Moderate Democrats adopt Biden-era playbook: Twitter is not real life

Top line

Following a presidency defined by an explosive Twitter presence, moderate Democrats seeking higher office are taking a page from the hostile social media strategy that propelled President Joe Biden to the Democratic nomination in the hope of fending off more tech-savvy progressive enemies. .


The most recent example came on Friday with the campaign launch of US Senator Conor Lamb (D-Pa.) – he said in his first campaign announcement, “These are serious times, and we won’t win this race on Twitter.”

Although Lamb has approximately 150,000 subscribers on Twitter and 41,000 on Facebook, its audience is paltry compared to that of its main progressive rival, Lieutenant Governor of Pennsylvania John Fetterman, who has 410,000 subscribers on Twitter and 100,000 over Facebook.
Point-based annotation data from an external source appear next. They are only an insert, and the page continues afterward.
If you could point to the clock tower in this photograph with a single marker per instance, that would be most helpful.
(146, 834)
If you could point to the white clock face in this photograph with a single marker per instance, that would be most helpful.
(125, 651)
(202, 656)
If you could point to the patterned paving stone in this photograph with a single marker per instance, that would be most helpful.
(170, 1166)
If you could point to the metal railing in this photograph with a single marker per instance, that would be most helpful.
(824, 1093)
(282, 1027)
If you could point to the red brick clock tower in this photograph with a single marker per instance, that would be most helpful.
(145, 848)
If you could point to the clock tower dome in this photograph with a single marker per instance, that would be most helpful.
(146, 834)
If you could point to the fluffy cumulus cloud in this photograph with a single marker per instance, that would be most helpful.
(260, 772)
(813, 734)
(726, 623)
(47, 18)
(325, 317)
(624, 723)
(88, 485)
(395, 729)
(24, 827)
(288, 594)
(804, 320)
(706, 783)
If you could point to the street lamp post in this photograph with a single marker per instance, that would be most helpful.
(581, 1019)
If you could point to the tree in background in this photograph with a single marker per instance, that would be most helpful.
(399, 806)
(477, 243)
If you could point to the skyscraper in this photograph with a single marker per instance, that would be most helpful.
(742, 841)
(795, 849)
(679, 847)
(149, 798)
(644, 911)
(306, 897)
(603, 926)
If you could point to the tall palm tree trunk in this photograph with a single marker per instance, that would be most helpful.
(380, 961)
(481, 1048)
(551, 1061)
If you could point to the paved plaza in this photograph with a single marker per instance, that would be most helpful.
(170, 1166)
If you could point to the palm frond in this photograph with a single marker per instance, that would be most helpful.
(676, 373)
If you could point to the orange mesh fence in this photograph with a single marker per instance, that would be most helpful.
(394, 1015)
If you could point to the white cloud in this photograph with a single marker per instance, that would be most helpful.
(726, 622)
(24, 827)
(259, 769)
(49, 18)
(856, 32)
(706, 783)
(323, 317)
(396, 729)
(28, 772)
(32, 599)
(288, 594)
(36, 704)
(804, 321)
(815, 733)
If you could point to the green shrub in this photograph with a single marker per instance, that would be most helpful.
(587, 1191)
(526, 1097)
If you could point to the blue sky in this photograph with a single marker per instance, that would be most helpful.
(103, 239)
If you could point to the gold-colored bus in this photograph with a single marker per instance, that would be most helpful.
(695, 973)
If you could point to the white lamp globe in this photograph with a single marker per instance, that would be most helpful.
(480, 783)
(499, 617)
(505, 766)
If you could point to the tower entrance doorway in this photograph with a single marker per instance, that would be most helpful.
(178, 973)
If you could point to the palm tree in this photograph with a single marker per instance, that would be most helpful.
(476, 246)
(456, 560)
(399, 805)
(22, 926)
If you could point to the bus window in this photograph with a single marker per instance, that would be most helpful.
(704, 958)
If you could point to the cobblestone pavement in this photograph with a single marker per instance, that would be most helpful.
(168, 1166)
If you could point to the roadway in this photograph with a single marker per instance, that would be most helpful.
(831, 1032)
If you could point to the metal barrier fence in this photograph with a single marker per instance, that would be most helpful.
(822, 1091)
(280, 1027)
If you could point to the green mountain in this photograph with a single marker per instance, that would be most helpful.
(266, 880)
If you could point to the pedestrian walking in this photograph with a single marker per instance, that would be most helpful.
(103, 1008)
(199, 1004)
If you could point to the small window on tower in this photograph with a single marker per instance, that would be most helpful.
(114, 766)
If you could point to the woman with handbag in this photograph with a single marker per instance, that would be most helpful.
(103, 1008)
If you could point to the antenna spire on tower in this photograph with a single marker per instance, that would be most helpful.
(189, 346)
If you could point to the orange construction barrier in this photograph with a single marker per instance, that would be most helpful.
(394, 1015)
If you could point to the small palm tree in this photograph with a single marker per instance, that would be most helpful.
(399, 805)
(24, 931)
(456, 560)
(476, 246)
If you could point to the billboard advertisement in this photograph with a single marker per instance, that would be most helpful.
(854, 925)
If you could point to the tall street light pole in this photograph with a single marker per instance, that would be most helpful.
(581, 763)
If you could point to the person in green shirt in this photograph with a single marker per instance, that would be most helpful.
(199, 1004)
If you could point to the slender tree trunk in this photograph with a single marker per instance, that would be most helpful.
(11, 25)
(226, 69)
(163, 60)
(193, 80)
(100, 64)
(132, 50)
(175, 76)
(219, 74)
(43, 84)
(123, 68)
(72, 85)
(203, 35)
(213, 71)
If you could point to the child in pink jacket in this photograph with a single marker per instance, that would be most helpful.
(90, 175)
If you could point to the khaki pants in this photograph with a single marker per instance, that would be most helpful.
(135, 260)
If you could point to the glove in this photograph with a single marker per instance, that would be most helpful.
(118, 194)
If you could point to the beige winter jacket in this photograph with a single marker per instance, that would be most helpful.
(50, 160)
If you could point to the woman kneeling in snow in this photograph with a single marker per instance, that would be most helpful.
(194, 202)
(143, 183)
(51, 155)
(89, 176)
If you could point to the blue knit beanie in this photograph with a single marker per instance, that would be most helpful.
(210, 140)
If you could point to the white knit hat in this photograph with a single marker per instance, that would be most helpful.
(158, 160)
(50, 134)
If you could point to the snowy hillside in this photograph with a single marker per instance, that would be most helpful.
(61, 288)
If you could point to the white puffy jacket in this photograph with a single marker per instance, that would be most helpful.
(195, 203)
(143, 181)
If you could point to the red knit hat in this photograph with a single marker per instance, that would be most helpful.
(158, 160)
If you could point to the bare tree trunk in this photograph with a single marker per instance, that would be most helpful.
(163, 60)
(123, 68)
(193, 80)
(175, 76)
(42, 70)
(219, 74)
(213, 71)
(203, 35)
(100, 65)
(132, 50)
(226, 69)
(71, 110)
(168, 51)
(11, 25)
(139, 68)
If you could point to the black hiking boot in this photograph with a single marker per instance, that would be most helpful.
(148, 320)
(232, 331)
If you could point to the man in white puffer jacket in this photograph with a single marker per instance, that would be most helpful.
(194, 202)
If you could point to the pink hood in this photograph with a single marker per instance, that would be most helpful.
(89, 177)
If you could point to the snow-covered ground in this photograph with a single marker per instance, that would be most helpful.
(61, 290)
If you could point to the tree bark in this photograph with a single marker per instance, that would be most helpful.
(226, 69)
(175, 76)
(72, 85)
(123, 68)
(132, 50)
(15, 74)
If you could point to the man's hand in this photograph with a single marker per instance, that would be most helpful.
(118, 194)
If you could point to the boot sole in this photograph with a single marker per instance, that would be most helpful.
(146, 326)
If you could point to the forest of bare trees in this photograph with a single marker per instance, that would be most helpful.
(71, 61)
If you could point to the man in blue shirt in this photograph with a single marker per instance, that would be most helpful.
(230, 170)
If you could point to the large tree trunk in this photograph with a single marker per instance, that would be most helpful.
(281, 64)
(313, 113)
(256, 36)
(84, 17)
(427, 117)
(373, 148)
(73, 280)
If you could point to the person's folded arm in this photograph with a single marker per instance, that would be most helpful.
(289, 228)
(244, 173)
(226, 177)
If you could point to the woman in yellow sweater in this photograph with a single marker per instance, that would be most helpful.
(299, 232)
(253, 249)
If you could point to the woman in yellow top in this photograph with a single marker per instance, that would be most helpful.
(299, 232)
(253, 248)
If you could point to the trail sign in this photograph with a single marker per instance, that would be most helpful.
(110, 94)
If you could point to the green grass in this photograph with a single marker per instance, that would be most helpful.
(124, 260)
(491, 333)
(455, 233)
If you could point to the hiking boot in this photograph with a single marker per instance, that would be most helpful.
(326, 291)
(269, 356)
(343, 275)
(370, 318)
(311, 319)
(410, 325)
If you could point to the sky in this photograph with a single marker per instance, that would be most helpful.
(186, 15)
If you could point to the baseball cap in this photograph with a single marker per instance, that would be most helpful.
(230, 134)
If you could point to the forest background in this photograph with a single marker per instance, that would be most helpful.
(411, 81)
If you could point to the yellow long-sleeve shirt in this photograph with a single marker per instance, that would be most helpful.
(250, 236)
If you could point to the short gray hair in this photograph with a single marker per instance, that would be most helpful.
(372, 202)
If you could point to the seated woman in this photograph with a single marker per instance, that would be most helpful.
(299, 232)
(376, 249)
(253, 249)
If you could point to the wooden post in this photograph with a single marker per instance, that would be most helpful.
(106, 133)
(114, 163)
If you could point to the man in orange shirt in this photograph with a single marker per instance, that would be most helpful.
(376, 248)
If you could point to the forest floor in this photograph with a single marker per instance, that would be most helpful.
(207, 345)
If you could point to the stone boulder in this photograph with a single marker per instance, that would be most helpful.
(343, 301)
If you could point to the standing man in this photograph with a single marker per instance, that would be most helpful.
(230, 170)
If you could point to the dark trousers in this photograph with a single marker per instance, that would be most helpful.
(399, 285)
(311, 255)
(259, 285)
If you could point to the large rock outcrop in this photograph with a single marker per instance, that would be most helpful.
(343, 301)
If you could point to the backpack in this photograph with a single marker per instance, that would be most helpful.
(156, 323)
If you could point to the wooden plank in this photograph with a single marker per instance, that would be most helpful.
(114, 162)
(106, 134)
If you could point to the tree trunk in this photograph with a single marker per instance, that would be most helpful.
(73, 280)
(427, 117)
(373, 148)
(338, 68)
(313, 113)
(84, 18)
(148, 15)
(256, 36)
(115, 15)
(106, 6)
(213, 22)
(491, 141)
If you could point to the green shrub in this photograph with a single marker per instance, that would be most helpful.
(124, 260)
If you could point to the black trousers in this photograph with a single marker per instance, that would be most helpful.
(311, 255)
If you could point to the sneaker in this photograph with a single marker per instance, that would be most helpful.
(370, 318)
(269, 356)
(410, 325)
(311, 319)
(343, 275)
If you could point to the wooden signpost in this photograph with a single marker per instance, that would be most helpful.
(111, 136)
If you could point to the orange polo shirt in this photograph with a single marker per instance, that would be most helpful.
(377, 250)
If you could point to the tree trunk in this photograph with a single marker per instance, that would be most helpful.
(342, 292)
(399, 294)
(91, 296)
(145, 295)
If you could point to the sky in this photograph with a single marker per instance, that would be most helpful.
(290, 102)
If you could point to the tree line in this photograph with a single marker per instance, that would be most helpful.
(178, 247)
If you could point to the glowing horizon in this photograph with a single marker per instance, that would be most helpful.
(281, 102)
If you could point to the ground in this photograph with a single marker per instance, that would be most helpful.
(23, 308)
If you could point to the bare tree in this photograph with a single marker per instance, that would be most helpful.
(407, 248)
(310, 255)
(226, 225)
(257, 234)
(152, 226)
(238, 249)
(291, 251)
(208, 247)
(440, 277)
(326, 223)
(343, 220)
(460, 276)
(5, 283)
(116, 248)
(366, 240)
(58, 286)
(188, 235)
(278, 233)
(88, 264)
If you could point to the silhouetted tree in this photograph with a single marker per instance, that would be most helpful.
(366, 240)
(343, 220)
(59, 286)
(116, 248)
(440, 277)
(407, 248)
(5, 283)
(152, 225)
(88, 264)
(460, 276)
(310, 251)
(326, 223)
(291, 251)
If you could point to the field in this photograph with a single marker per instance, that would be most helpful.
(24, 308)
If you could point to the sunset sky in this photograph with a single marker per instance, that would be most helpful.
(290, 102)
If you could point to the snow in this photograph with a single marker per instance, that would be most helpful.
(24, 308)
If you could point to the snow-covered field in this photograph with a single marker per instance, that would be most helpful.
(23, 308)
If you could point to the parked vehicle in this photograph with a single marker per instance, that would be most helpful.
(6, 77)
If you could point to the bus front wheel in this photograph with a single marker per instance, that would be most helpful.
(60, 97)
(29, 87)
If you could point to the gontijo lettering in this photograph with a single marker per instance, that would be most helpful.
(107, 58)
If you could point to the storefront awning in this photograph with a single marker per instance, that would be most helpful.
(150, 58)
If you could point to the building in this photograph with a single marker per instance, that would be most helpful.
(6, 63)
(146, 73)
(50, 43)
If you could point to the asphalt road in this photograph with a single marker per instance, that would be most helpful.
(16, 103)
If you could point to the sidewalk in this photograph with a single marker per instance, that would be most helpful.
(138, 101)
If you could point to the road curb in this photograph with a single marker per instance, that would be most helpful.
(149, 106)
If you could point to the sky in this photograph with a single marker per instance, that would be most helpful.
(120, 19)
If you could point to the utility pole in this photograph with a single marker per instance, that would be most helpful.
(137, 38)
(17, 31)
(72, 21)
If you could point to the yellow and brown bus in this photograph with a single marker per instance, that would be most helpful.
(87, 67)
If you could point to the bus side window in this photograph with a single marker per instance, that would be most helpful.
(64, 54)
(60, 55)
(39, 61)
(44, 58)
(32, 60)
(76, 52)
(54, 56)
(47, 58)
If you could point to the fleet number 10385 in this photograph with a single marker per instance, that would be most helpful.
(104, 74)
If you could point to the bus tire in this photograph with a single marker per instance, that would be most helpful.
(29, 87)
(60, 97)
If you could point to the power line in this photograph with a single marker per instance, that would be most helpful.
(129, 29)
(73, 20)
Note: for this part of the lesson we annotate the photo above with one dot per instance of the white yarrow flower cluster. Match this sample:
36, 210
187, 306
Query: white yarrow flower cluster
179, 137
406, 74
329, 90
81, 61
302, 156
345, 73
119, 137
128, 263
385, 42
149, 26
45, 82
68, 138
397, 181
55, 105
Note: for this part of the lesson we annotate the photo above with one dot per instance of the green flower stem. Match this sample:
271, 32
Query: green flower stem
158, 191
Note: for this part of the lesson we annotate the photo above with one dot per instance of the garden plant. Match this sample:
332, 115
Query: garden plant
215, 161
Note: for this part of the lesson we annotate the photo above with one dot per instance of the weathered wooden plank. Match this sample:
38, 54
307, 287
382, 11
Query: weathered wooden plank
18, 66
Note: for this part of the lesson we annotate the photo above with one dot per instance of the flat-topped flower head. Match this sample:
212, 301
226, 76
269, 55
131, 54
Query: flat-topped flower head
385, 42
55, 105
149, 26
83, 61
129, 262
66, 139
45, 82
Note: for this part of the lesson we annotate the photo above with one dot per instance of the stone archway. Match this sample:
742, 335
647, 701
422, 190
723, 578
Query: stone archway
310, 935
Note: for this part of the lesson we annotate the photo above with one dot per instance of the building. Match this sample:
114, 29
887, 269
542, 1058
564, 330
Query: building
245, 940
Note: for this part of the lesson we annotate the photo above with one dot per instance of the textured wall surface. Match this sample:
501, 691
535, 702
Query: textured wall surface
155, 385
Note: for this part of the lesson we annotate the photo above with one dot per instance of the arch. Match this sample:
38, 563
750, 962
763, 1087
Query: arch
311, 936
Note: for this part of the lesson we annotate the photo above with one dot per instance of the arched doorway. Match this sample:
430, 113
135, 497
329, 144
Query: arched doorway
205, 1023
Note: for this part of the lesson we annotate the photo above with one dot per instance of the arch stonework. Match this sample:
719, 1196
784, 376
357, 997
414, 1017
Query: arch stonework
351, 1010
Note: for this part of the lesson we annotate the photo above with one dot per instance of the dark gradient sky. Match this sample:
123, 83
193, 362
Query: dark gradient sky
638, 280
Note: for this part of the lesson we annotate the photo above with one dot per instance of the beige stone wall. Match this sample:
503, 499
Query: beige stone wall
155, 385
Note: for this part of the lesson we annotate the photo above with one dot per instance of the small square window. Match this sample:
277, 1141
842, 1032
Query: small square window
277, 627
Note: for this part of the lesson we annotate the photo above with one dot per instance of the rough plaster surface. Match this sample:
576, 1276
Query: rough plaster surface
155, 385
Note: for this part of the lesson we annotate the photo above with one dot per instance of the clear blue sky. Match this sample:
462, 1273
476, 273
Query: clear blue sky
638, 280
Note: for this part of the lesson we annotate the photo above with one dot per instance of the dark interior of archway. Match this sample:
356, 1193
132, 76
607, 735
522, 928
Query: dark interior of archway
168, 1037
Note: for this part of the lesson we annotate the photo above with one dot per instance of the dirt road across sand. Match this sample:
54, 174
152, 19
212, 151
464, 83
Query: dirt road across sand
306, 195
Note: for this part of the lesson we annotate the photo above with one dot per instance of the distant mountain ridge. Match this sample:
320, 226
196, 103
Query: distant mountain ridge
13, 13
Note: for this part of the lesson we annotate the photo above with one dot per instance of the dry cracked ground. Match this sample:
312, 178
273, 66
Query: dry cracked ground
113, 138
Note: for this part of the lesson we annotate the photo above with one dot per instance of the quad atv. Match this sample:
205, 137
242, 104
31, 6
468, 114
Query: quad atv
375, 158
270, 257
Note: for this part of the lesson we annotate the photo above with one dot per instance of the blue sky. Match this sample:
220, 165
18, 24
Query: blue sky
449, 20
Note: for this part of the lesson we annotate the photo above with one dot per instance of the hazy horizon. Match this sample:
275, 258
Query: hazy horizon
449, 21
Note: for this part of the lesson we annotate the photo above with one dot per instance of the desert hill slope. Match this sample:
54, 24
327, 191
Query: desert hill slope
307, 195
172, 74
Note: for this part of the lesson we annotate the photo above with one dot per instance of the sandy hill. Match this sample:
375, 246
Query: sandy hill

Lamb’s comments echo those of Eric Adams, the moderate who won the Democratic nomination for mayor of New York in June, who said in his primary victory speech, “I don’t care what people tweet. I care about people I meet on the street.”

Adams, including 27,000 subscribers Twitter account was only recently verified, fought off several prominent enemies like former presidential candidate Andrew Yang and MSNBC collaborator Maya Wiley, who have 1.9 million and 453,000 Twitter followers respectively.

Adams nicknamed himself the “Brooklyn Biden, “and it’s an apt nickname through the prism of social media: Biden doesn’t write his own tweets, unlike his prolific predecessor, and some of his best collaborators don’t even have official Twitter accounts.

Biden’s lack of social media knowledge was a key contrast zone between him and Sen. Bernie Sanders (I-Vt.) and former President Donald Trump during the 2020 campaign, with Biden taunting Trump in September, “Get off Twitter, man.”

Crucial quote

“I think it’s safe to say that the president spends a lot less time obsessed with social media than the former president,” White House press secretary Jen Psaki said last month when he was asked if Trump had sued Twitter, Facebook and Google to overturn his bans on their platforms.

Large number

484,000. This is the number of Twitter followers amassed by Nina Turner, a progressive superstar and former Ohio state lawmaker who lost a US House primary on Tuesday. The chairman of the Cuyahoga Democratic Party, Shontel Brown, a relatively moderate winner of this contest, comes from 27,000 subscribers and, unlike Turner, is unchecked – a reassuring sign for Lamb.

Surprising fact

One of the reasons contenders like Brown and Adams are able to win despite their low number of followers is that frequent Twitter users make up only a tiny fraction of the overall population. According to Pew Research data from 2019, which also revealed that Twitter users were more on the left politically than the entire U.S. electorate.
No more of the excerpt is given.